Green Art profile image

Green Art 5 years ago Author

glassvisage Thanks so much for your kind words. The work environment had its challenges to say the least. I learned something new every day from the children I worked with. The staff was wonderful too and I know that's not always the case.


wayseeker profile image

wayseeker 5 years ago from Colorado

While the presence of people like Tomeka in our world is more widely recognized and better understood, it is still rare for people to really take the time to appreciate them and the beauty they bring to our world. This is a wonderful tribute to this.

I teach, and, while I only work with students like Tomeka on a limited basis, I am blessed every time.
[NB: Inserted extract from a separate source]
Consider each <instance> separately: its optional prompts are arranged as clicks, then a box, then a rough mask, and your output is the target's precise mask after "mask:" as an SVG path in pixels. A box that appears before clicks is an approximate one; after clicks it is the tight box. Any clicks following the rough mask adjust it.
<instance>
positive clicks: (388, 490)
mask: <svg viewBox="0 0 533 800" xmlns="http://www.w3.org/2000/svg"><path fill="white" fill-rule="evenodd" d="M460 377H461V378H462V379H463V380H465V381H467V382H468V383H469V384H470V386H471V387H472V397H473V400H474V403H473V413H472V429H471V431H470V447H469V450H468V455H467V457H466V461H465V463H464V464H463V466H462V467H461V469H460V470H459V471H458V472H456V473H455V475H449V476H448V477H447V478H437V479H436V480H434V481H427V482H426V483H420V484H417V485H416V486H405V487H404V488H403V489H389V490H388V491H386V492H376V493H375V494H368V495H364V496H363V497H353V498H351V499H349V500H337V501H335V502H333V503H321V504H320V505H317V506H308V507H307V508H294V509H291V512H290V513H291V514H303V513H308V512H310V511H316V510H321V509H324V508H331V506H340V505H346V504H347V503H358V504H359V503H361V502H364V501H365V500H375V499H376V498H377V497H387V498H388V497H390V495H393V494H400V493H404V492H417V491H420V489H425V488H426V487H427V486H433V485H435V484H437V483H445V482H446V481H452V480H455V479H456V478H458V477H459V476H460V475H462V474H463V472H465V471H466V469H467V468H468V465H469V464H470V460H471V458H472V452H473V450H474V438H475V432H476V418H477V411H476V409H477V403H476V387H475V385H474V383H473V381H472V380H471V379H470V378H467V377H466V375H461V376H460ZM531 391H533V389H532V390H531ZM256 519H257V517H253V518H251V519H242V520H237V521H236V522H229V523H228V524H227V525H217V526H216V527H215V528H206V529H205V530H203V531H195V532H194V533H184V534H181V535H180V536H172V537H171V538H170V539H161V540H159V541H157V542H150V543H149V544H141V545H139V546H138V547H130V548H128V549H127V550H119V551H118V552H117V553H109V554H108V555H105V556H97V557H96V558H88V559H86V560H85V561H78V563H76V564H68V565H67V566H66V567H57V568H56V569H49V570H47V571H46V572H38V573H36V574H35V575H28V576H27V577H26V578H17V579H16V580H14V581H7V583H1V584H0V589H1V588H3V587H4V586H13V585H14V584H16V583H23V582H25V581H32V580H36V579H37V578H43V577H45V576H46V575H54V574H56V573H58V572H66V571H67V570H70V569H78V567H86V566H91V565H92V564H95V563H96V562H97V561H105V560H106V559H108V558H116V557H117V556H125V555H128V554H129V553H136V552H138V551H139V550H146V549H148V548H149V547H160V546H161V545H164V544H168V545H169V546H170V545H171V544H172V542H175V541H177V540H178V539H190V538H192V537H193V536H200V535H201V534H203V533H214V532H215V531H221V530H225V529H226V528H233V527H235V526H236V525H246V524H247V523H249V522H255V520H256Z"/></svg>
Without the mess of all the complicated concerns that are always running through the minds of everyone else to cover themselves with, their spirits always seem to shine through with more force and power.

Thanks for this reminder, and thank you for the work you have done.

wayseeker


Green Art profile image

Green Art 5 years ago Author

Thank you so much for taking the time to respond to this hub wayseeker. Being in the moment with children and adults like Tomeka is such a gift.

It's so great that your a teacher! The world needs caring and knowledgeable teachers like you to guide them in this crazy world we all share. Keep up the GREAT WORK!